Sent from my CLT-L09 using Tapatalk


----------



## mr.t (Oct 1, 2010)

Hmmm hope its not a permanent thing.

Anyone tred 4x or black v black tyre coating?

I couldnt decide which to go for as i usually prefer the fast aresol than messy gel ones but the black v black doesnt look as gooey as g meguiars endurance gel and apparently lasts 60 days.


----------



## WHIZZER (Oct 25, 2005)

I Believe after Jacky spent several years developing the brand in UK with Nipponshine - soft 99 decided to move the disty rights to another company - that's how I understand it


----------



## mr.t (Oct 1, 2010)

so shes been shafted? thats how i read that..if thats the case what a shame


----------



## Brian1612 (Apr 5, 2015)

Soft 99 shafted him is the long & short of it.

Sent from my SM-G975F using Tapatalk


----------



## mr.t (Oct 1, 2010)

What a real shame


----------



## piston_warrior (Jul 25, 2012)

WHIZZER said:


> I Believe after Jacky spent several years developing the brand in UK with Nipponshine - soft 99 decided to move the disty rights to another company - that's how I understand it


Do you know which other company now have the rights?


----------



## TonyHill (Jul 28, 2015)

Can't find where to put discount code when placing an order....any ideas??


----------



## Lsmcdti (Aug 14, 2015)

TonyHill said:


> Can't find where to put discount code when placing an order....any ideas??


Had the same trouble earlier, top right click basket then view & edit it will be there


----------



## WHIZZER (Oct 25, 2005)

piston_warrior said:


> Do you know which other company now have the rights?


I do - yes but still awaiting confirmation of that from them


----------



## Rían P (Jun 2, 2014)

WHIZZER said:


> I do - yes but still awaiting confirmation of that from them


Any update Whizzer?


----------



## Shopnshine (Sep 13, 2011)

piston_warrior said:


> Do you know which other company now have the rights?

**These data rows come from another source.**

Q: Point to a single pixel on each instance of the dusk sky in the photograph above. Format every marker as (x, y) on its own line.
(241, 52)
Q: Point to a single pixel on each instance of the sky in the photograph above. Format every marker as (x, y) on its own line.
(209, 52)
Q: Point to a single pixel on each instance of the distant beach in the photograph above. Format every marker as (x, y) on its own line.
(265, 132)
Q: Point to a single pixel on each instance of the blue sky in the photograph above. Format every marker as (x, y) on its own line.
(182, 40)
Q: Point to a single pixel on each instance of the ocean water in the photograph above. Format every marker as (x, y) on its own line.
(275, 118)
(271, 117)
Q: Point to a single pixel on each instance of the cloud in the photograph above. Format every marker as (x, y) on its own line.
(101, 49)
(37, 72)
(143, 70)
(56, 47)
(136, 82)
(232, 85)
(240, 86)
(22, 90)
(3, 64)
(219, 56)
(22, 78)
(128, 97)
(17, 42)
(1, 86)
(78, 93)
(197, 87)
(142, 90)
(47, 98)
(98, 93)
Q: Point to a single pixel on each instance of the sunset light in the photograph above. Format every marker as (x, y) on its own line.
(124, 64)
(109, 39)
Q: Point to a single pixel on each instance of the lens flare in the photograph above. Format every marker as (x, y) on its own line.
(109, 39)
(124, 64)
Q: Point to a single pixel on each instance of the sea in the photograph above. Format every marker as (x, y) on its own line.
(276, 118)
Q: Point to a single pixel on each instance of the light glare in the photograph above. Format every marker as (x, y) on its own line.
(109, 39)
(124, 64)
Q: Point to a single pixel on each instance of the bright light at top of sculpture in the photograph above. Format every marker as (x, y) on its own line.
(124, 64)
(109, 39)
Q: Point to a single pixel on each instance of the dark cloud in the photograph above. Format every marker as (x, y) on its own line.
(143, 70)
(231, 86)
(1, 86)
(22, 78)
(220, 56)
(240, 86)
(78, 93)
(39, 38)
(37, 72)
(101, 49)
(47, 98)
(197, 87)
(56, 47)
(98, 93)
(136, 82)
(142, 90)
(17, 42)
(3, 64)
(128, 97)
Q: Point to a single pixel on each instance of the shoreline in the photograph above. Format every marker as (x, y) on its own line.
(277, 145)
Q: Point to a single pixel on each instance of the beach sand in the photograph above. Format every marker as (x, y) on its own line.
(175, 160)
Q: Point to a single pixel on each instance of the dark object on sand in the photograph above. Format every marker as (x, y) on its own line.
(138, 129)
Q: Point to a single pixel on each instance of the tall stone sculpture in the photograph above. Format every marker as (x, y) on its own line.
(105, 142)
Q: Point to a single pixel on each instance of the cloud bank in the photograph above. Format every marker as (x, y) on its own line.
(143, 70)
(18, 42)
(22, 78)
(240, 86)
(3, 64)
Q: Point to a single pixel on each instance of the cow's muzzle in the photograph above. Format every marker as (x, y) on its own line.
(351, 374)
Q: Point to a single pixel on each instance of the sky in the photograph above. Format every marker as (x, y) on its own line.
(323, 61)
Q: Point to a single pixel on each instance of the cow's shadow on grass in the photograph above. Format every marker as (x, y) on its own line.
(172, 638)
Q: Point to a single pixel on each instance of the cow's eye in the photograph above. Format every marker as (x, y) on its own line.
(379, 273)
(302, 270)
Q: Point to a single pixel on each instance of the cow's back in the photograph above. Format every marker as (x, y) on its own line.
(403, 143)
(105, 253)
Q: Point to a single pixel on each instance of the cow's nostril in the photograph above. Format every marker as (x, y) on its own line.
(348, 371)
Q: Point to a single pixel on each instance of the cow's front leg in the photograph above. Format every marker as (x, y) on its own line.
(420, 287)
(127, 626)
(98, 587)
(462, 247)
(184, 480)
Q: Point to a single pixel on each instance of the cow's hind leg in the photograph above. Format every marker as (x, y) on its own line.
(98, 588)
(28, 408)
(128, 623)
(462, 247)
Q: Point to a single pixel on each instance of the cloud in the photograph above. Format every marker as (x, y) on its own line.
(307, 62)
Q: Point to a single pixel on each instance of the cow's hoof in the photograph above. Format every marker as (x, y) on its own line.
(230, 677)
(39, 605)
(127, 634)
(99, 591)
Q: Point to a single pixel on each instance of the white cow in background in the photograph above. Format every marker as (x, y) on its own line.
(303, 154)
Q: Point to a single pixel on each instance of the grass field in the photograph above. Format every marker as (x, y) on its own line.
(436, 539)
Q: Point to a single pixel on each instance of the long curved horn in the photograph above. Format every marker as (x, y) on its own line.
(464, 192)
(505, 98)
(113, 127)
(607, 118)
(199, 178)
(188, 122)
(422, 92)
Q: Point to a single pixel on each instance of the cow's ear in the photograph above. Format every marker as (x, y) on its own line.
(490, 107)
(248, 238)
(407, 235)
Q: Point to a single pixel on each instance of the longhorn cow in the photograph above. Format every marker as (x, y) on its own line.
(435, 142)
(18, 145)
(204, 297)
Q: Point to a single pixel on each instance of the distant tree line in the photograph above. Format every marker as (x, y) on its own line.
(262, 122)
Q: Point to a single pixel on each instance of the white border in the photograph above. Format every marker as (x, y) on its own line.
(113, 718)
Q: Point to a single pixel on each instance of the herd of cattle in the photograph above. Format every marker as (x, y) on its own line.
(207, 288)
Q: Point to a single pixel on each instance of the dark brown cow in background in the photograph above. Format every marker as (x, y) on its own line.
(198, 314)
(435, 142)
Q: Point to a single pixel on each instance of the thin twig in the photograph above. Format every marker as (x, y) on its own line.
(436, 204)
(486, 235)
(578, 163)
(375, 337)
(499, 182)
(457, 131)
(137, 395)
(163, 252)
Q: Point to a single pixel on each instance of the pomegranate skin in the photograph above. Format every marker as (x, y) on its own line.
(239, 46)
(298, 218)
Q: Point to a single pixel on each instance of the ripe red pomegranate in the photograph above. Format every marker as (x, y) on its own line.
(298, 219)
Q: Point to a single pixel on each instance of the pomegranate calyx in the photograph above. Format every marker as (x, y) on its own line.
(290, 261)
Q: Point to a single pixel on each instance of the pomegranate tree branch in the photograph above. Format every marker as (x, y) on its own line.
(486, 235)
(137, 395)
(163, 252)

Simply called Soft99 Europe. Believe the company behind it is called "nowy samochod spolka akcyjna"


----------



## jd1982 (Jul 24, 2011)

Jackie got shafted from Soft99!

Basically he told soft99 that he will NOT resell the new Fusso at a higher cost for less performance. He stood up to them because he was protecting the consumer! He wanted to look after his customers.
They terminated his account and screwed him over!

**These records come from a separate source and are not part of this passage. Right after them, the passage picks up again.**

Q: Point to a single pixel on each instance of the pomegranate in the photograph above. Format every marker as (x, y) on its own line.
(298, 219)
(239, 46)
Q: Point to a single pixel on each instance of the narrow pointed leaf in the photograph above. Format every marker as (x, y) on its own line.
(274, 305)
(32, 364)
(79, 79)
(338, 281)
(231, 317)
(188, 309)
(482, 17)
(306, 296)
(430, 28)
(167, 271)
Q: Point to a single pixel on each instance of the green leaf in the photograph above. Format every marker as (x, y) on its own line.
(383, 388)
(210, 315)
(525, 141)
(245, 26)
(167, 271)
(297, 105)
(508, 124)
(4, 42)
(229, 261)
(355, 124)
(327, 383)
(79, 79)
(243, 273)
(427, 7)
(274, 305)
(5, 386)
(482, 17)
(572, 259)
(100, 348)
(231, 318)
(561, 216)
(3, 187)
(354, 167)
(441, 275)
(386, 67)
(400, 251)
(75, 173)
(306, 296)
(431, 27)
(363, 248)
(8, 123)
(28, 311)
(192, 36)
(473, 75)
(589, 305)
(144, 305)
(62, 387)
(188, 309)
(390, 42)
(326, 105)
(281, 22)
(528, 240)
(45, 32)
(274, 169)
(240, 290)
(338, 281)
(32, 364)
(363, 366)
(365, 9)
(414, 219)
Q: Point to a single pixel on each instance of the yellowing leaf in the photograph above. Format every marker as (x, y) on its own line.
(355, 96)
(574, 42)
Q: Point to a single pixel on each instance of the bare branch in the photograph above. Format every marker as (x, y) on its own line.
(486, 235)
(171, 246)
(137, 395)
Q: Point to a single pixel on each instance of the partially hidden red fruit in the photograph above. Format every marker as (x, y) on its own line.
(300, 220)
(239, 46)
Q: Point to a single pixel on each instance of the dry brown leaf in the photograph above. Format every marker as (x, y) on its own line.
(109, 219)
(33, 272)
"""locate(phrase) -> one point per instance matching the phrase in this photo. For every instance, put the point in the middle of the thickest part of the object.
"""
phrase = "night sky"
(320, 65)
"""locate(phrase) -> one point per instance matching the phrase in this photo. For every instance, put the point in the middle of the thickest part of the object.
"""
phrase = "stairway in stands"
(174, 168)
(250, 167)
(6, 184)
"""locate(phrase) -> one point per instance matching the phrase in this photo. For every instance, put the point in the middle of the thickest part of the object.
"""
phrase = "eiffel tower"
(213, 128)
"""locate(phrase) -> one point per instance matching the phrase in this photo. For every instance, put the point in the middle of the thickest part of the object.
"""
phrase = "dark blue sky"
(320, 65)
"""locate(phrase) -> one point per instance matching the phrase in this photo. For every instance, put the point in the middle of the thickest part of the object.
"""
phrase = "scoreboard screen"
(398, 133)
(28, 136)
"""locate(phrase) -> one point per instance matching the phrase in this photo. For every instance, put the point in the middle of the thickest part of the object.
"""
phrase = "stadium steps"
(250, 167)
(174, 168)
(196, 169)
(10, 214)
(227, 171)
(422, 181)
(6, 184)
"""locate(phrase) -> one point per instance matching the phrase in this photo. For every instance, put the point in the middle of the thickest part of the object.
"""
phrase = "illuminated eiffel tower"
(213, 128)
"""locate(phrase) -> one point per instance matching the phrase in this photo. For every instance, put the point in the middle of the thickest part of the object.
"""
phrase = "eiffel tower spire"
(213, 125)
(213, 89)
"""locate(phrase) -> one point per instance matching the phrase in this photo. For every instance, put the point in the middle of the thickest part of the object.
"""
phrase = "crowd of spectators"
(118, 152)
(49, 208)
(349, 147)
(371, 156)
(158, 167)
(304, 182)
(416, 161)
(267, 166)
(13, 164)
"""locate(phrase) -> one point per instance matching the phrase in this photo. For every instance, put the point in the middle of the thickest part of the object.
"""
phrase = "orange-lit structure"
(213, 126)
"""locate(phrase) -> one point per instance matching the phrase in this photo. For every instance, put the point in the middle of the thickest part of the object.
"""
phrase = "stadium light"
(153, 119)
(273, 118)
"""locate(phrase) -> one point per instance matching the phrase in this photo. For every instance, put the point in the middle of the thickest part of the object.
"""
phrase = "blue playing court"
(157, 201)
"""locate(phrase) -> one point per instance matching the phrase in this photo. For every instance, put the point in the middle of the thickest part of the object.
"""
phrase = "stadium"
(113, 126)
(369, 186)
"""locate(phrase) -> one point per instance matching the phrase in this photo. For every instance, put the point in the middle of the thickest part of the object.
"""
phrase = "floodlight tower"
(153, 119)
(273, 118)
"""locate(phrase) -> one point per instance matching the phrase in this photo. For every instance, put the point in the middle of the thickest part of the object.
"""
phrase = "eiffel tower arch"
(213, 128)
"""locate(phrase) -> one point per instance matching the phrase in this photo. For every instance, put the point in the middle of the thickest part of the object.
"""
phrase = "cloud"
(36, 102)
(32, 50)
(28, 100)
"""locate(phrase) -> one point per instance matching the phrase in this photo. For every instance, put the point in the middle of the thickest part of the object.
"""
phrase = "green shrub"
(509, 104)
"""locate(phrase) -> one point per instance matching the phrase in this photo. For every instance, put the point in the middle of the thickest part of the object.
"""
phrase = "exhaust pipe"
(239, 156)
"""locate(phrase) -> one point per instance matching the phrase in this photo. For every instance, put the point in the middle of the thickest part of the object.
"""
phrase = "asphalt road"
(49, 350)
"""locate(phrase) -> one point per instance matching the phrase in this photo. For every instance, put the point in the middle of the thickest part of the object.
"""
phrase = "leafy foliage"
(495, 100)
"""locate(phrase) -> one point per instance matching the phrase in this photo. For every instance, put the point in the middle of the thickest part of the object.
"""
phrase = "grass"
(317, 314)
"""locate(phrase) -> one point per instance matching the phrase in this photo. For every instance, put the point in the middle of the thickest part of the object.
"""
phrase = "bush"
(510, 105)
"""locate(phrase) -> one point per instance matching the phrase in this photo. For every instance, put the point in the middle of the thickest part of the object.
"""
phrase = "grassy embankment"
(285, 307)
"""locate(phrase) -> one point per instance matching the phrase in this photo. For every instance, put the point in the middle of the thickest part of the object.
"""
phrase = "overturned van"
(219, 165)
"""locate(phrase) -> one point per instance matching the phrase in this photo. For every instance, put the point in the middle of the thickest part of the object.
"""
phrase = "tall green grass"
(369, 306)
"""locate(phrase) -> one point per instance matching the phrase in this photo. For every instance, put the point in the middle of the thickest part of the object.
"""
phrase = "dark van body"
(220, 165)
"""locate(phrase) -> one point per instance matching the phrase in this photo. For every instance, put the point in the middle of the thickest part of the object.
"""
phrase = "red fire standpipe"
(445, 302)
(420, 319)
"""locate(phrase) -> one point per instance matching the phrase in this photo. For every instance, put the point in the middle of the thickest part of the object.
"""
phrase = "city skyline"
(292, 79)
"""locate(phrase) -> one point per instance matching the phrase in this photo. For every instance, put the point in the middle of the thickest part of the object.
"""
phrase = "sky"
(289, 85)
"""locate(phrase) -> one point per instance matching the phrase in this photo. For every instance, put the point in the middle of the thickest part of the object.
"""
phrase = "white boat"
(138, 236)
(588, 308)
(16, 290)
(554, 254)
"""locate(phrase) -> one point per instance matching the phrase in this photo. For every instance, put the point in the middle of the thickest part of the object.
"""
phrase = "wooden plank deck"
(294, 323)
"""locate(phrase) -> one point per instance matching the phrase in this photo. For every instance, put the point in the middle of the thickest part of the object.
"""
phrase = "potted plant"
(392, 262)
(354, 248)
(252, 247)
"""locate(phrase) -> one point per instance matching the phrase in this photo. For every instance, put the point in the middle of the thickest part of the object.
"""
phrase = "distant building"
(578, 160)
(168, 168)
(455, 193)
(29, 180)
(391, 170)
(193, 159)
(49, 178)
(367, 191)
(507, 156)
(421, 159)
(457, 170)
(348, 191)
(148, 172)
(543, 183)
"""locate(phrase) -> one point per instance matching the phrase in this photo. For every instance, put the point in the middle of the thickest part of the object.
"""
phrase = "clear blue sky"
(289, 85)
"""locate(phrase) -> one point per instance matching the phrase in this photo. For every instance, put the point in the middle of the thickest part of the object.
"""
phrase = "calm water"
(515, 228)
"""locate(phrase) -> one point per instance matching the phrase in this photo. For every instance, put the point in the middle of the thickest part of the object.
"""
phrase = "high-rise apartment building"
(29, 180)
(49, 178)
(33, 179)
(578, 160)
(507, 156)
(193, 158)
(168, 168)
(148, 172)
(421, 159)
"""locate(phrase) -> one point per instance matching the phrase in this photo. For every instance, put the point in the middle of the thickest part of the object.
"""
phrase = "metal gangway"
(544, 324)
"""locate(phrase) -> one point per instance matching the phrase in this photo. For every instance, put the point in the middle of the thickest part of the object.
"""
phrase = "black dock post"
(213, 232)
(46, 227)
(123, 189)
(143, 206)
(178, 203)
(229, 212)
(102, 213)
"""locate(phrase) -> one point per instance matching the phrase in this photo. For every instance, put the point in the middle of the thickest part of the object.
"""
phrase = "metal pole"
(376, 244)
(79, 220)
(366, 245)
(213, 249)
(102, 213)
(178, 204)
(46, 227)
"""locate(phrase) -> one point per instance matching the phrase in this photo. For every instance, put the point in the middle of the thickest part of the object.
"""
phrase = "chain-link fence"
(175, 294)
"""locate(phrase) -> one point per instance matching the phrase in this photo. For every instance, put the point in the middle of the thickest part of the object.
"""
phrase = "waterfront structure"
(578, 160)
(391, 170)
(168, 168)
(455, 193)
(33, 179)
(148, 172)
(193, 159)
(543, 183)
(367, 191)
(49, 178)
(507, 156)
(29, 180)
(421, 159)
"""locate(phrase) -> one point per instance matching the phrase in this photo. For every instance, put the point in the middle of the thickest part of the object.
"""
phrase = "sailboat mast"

He was the one who made the company big in the UK. Then word of mouth spread all over the world about Fusso and other soft99 products. If it wasn't for him I doubt it would of taken off they way it did.

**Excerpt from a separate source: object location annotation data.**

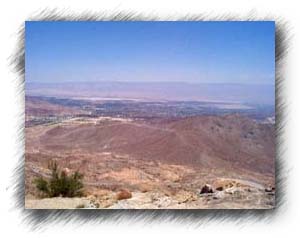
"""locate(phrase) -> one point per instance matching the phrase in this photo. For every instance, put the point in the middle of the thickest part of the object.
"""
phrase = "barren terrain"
(163, 162)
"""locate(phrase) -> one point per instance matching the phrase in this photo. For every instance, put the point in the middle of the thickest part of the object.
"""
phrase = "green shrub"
(60, 183)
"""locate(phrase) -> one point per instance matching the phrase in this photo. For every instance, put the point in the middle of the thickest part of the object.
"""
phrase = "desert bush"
(60, 183)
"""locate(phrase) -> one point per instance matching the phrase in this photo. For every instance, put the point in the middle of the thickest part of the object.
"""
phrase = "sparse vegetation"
(60, 183)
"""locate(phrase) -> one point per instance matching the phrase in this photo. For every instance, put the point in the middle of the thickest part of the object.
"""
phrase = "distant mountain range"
(152, 91)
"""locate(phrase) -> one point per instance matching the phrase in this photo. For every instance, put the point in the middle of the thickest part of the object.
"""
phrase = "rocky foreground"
(229, 194)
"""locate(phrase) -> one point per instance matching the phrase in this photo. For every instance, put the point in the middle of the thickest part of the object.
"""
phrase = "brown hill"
(230, 141)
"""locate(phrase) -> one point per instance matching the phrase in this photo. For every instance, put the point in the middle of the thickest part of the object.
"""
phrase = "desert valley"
(145, 154)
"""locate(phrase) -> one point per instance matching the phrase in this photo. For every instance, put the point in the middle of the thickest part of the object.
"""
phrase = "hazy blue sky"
(213, 52)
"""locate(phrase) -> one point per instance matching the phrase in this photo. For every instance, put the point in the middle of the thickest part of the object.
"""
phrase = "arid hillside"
(165, 157)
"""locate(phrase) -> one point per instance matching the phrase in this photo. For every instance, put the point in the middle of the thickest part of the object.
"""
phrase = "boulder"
(124, 194)
(206, 189)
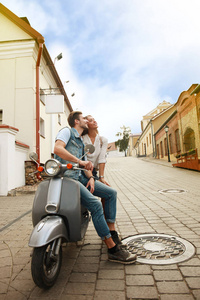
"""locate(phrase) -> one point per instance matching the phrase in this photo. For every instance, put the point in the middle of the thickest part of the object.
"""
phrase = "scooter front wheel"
(45, 266)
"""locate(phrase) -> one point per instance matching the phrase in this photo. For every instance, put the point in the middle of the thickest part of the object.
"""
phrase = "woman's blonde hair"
(85, 131)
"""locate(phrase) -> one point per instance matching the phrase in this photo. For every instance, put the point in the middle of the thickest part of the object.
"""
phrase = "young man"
(69, 147)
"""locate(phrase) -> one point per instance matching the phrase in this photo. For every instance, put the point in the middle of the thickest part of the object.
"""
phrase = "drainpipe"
(38, 100)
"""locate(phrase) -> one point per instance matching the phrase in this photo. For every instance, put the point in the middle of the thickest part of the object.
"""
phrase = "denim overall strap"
(76, 147)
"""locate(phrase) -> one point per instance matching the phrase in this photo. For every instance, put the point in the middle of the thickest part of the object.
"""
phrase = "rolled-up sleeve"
(103, 150)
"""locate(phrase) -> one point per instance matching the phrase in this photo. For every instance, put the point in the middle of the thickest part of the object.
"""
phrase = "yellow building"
(183, 130)
(27, 77)
(145, 145)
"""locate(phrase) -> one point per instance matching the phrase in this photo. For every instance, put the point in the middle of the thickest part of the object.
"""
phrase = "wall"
(12, 159)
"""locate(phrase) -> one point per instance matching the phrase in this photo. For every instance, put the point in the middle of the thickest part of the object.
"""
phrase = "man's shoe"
(117, 240)
(122, 256)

Granted the company has been trading since the 50's or 60's in Japan but I bet it wouldn't have been as big now if it wasn't for a Jackie. I feel for the man. They've kicked him to the kerb.

But since the release of the newer formulation Fusso, people aren't getting along with the ingredients, application, buffing or expected durability. I for sure won't be buying another tub of the new version. Maybe this could be soft99 downfall?

Obviously they had to change there chemicals due to EU laws or something? Make it VOC compliant?

Either way, what used to be a good product had now made it worse with more cost!

Want to stick to something similar like fusso but easier to use? Give Fusso F7 or Soft99 water block a try. Don't know about you but I can't leave my car or other clients cars longer than 4 months before it needs a rewax or stripping and protecting again.


----------